I had a fear that people would stop asking me “Are you ill? ”  It made me feel like I stood out. Like I was special. When someone told me I looked “healthy,” I panicked. (I know that this is hard to believe for the people who know me now, especially my students. I am so at ease with my self these days).

Well, here I am in boat pose still in Annie’s class last Sunday at Exhale in Venice, realizing all of this. I am at ease. I have released a huge debilitating fear. Finally. For the most part.

Of course, during times of stress, the eating disorder rears its ugly head. I never worry about what truly is the matter, such as, let’s say: getting married or letting go of a waitressing job I had for 13 years or my nephew having Prader Willi Syndrome. But rather, it becomes simply “I am fat.” My brain takes the path of least resistance, what it knows best. Much as the body will do.
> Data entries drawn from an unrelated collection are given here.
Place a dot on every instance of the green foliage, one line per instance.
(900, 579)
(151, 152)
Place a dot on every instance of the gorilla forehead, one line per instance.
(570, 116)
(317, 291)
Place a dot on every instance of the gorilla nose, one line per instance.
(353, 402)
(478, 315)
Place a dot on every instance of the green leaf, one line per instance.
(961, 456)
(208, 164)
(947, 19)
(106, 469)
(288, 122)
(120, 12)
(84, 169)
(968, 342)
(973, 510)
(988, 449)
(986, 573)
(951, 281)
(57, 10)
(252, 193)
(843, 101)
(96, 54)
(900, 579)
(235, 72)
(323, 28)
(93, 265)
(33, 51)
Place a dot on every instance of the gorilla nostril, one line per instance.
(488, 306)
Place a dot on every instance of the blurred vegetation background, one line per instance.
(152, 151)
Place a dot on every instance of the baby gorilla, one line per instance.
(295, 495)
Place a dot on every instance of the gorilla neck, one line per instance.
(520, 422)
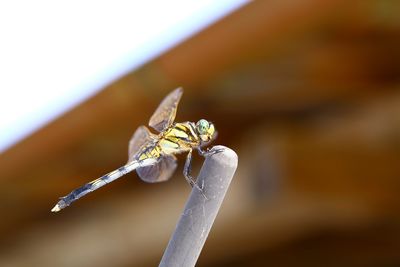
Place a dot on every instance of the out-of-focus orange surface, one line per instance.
(307, 92)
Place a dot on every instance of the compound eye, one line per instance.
(202, 126)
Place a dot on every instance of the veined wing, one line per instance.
(141, 137)
(165, 166)
(165, 114)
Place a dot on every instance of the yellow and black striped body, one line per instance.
(179, 138)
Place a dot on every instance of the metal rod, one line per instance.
(195, 223)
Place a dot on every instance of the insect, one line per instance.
(153, 155)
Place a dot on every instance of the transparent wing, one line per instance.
(159, 172)
(165, 114)
(141, 136)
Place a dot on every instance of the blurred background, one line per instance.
(307, 92)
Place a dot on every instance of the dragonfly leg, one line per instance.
(187, 170)
(208, 152)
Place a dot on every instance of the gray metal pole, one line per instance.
(195, 223)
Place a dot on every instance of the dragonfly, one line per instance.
(153, 155)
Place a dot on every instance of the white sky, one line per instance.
(55, 54)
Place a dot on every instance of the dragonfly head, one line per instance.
(205, 130)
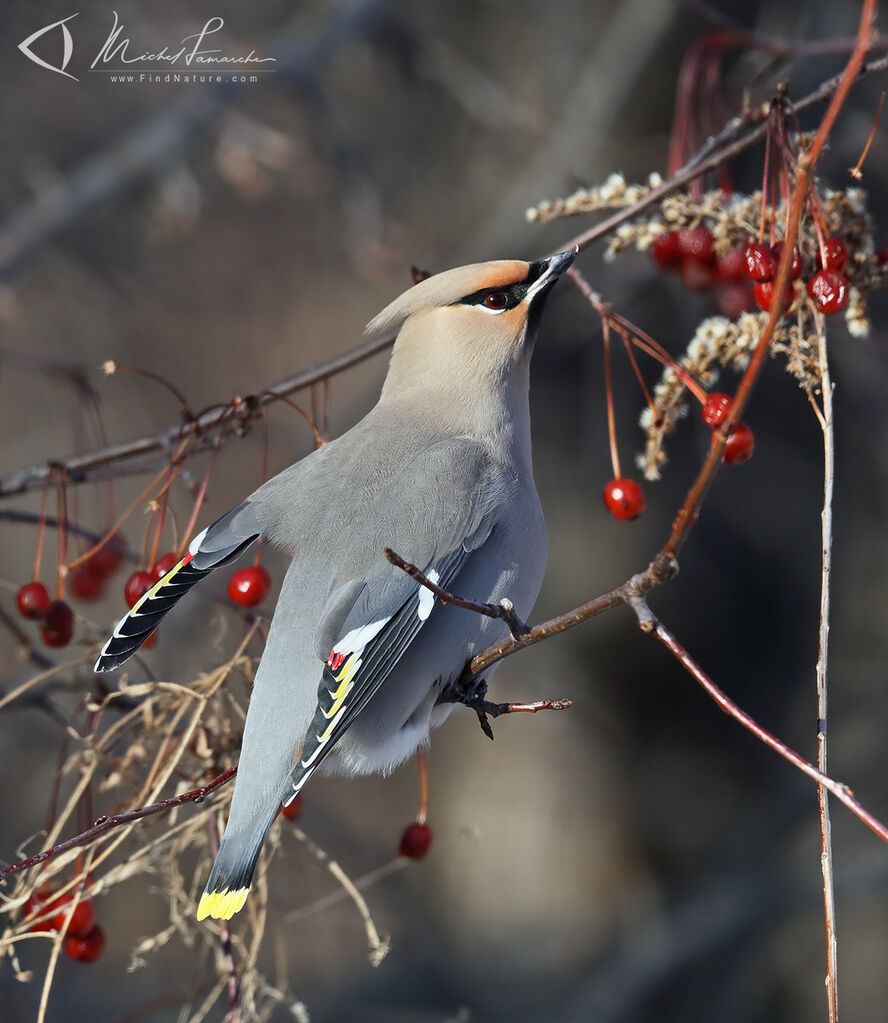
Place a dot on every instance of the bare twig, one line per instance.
(379, 947)
(117, 819)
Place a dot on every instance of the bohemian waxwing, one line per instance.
(440, 471)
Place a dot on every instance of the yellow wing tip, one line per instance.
(222, 905)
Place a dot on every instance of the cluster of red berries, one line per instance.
(741, 442)
(84, 939)
(87, 581)
(828, 285)
(625, 499)
(55, 617)
(249, 586)
(692, 253)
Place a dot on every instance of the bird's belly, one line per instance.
(401, 714)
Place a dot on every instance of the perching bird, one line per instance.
(439, 471)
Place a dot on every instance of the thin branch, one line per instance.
(503, 611)
(823, 660)
(841, 792)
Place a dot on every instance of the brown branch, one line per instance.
(717, 151)
(826, 418)
(80, 468)
(107, 824)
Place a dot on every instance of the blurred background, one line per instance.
(637, 857)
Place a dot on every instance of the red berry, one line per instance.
(697, 242)
(415, 841)
(81, 920)
(57, 624)
(666, 252)
(740, 445)
(85, 582)
(697, 274)
(293, 810)
(249, 586)
(731, 266)
(763, 295)
(736, 299)
(716, 408)
(164, 564)
(829, 288)
(36, 905)
(760, 264)
(797, 264)
(86, 947)
(137, 585)
(834, 255)
(106, 561)
(624, 498)
(33, 601)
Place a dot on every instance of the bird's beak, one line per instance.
(544, 272)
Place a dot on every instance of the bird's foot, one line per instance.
(472, 693)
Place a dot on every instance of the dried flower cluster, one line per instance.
(734, 221)
(614, 193)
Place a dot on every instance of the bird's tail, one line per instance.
(230, 878)
(216, 546)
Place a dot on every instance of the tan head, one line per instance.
(469, 325)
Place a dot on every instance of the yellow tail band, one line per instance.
(222, 905)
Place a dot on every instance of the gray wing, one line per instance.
(219, 544)
(437, 515)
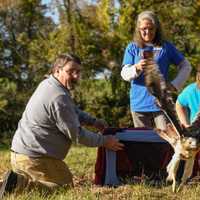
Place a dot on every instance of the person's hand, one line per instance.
(113, 143)
(100, 124)
(140, 66)
(171, 87)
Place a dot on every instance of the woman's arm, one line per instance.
(182, 113)
(183, 74)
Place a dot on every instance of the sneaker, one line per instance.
(9, 183)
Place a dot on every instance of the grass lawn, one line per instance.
(81, 161)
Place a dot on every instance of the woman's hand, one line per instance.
(142, 63)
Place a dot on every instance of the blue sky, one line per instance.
(52, 14)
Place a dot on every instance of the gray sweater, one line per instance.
(50, 122)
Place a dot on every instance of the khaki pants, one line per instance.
(43, 172)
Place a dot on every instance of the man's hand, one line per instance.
(100, 124)
(113, 143)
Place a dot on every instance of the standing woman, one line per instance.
(148, 34)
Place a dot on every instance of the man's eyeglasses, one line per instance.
(147, 29)
(73, 71)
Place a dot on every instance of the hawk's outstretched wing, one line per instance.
(158, 87)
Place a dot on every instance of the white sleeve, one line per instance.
(129, 72)
(183, 74)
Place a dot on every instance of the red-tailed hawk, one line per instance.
(185, 141)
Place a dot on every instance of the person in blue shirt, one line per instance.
(188, 102)
(148, 35)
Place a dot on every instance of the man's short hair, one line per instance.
(63, 59)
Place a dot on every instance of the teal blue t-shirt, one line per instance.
(190, 99)
(140, 99)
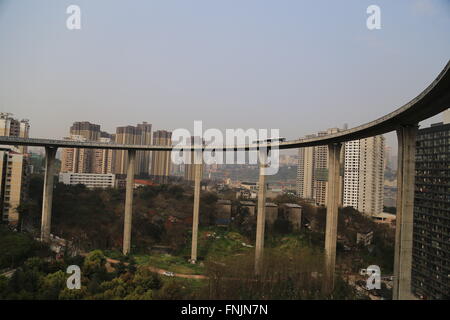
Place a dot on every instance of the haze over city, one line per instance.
(139, 153)
(299, 66)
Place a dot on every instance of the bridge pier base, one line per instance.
(405, 212)
(128, 203)
(47, 197)
(261, 217)
(333, 200)
(198, 164)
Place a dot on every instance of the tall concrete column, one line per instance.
(333, 200)
(195, 216)
(129, 203)
(47, 197)
(405, 212)
(261, 217)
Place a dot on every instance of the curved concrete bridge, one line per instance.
(404, 120)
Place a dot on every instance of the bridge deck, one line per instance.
(432, 101)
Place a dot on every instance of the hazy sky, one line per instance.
(300, 66)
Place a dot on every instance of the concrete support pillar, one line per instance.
(129, 203)
(333, 200)
(196, 211)
(47, 197)
(261, 217)
(405, 212)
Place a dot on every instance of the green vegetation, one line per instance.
(16, 247)
(92, 220)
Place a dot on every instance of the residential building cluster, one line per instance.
(431, 233)
(79, 162)
(14, 168)
(363, 163)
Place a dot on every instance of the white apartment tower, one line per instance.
(364, 174)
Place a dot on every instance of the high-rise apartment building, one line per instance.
(364, 166)
(11, 127)
(103, 158)
(141, 135)
(13, 181)
(161, 160)
(189, 168)
(312, 171)
(431, 235)
(81, 160)
(76, 159)
(14, 168)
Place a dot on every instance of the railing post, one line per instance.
(333, 195)
(129, 202)
(405, 212)
(47, 196)
(261, 217)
That is the old tape it knows.

This happens rarely.

I have, for the most part, conquered this thing that had such a clutch on me.

So here I am in boat pose, shaking like a dog, and I realize I have conquered this fear. This is huge. Finally we come out of the pose and I get a little teary-eyed. I start to feel sad for all the years I let this fear rule my life. What was the fear truly of?
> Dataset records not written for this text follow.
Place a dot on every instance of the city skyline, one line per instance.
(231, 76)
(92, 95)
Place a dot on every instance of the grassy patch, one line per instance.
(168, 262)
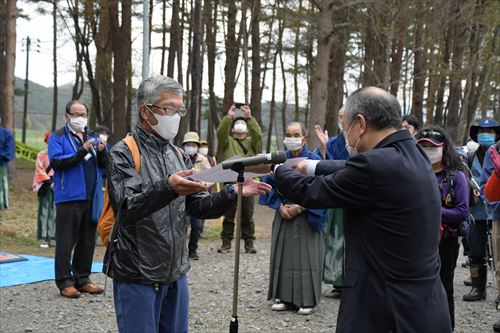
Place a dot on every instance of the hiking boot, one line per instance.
(226, 246)
(478, 278)
(193, 255)
(496, 326)
(249, 246)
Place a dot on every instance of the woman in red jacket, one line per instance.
(492, 187)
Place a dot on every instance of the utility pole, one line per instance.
(145, 40)
(25, 111)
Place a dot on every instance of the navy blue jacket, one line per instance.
(392, 215)
(66, 158)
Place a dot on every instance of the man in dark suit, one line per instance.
(392, 217)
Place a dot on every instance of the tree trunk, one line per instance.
(211, 26)
(459, 37)
(296, 50)
(54, 60)
(319, 94)
(397, 52)
(336, 66)
(121, 52)
(256, 92)
(196, 66)
(232, 51)
(272, 109)
(163, 36)
(174, 38)
(104, 67)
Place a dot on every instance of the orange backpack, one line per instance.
(107, 219)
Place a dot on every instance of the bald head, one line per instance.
(380, 109)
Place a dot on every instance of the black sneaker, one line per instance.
(193, 255)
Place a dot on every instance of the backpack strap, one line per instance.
(450, 180)
(132, 145)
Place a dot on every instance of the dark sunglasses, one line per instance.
(433, 135)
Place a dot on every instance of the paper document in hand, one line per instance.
(218, 175)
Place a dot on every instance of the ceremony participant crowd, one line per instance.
(377, 212)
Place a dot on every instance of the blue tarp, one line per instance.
(35, 269)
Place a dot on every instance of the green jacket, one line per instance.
(230, 146)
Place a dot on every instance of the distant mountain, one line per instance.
(40, 108)
(40, 103)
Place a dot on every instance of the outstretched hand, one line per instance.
(184, 186)
(495, 158)
(322, 138)
(252, 187)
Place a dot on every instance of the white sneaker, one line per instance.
(306, 311)
(279, 306)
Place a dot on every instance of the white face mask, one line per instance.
(103, 137)
(190, 150)
(78, 124)
(352, 151)
(293, 143)
(435, 154)
(167, 126)
(203, 151)
(240, 128)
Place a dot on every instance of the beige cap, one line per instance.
(191, 137)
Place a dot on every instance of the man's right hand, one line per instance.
(232, 111)
(322, 138)
(183, 186)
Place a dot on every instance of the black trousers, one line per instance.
(448, 251)
(75, 234)
(247, 223)
(478, 240)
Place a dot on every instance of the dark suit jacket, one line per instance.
(392, 216)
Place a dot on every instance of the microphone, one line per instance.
(240, 163)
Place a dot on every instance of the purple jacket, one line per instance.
(454, 215)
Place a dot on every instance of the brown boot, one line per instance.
(226, 246)
(249, 246)
(478, 278)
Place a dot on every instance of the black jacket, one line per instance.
(148, 244)
(392, 213)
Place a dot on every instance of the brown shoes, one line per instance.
(91, 288)
(70, 292)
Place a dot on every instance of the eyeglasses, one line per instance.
(76, 115)
(170, 110)
(432, 135)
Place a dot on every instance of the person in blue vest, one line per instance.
(333, 149)
(7, 147)
(297, 244)
(485, 134)
(77, 161)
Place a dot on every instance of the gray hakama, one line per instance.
(297, 258)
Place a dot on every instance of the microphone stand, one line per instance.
(239, 168)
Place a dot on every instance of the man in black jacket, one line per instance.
(148, 258)
(392, 215)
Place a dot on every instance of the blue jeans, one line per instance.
(146, 308)
(196, 230)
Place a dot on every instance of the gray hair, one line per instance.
(302, 127)
(380, 109)
(150, 89)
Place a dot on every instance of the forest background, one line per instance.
(289, 60)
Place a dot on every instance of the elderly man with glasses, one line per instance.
(77, 161)
(147, 255)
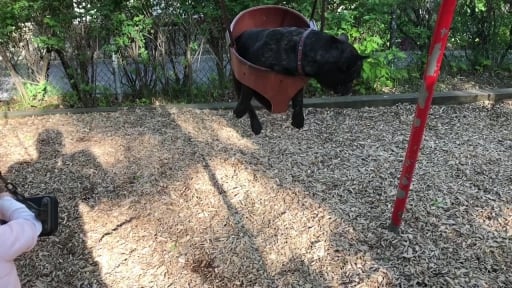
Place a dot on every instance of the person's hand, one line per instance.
(5, 194)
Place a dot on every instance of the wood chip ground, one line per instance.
(190, 198)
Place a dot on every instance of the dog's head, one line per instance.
(345, 65)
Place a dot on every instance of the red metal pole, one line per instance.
(431, 73)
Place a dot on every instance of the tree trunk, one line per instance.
(69, 73)
(18, 80)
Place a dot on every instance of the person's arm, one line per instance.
(21, 231)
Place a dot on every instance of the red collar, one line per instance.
(299, 51)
It’s so dark and ugly. I mistakenly thought my self-worth was my appearance. Now, as a teacher of yoga, with so many beautiful young girls coming to me, I recognize the same thing in them. I know them immediately. Perhaps they recognize me as well. I somehow got programmed to believe that what I looked like signified who I was. Inside.

There is nothing farther from the truth. Nowadays, I feel such a deep love for who I am inside that it never even crosses my mind to think people even notice my weight or my face. How can it be so complicated? I am not, nor was I ever, a shallow person. I know better. And yet, for 15 years I battled this idea.

I was also terribly afraid to deal with life. With feeling or loss responsibility or death. When my stepfather died, 10 years after my father had passed away, I just ran. I went out to Cooper River Park in Pennsauken, New Jersey. and ran for over two hours straight. There, all better.

Not quite. It never works that way. Even if we want it to.

The pain and the feelings are still there, we have just distracted ourselves. Maybe fear is just a big distraction?

My sister said something savvy tonight. I love my sister. She said, “Ha. An article on fear? I could write that one in my sleep.”  (She could.)

As much as she has an innumerable amount of irrational fears, she is fearless when it comes to her son Blaise, who has Prader Willi Syndrome. She says that you find the courage somehow.

I get it. I have found courage through my own yoga practice, through my teaching yoga, through the amazing man I married, through my nephew Blaise.

I still have many fears and am working through them daily. Sometimes they feel so real, as if at any moment the fear will come true and I will be homeless, my family will perish, I will be without a job, people will hate me, that I will have to go back to waitressing. I will go completely deaf. A fear of the Future. The abnormal fears. They run the gamut.

But sometimes, when I am in navasana in Annie’s class, or teaching my own class, I look up at the sky and shake my fist and say “Eff you Fear! You ain’t real!”

And anyway, as the amazing Wayne Dyer says, worrying is like saying little prayers for the things you do not want.

And of course, in a sense, it is real. But as Martin Luther King Jr said, ”

Normal fear protects us; abnormal fear paralyses us. Normal fear motivates us to improve our individual and collective welfare; abnormal fear constantly poisons and distorts our inner lives.

Our problem is not to be rid of fear but, rather to harness and master it.

So master your own awesomeness. Harness your inner child and your joy. Let go of all the other BS.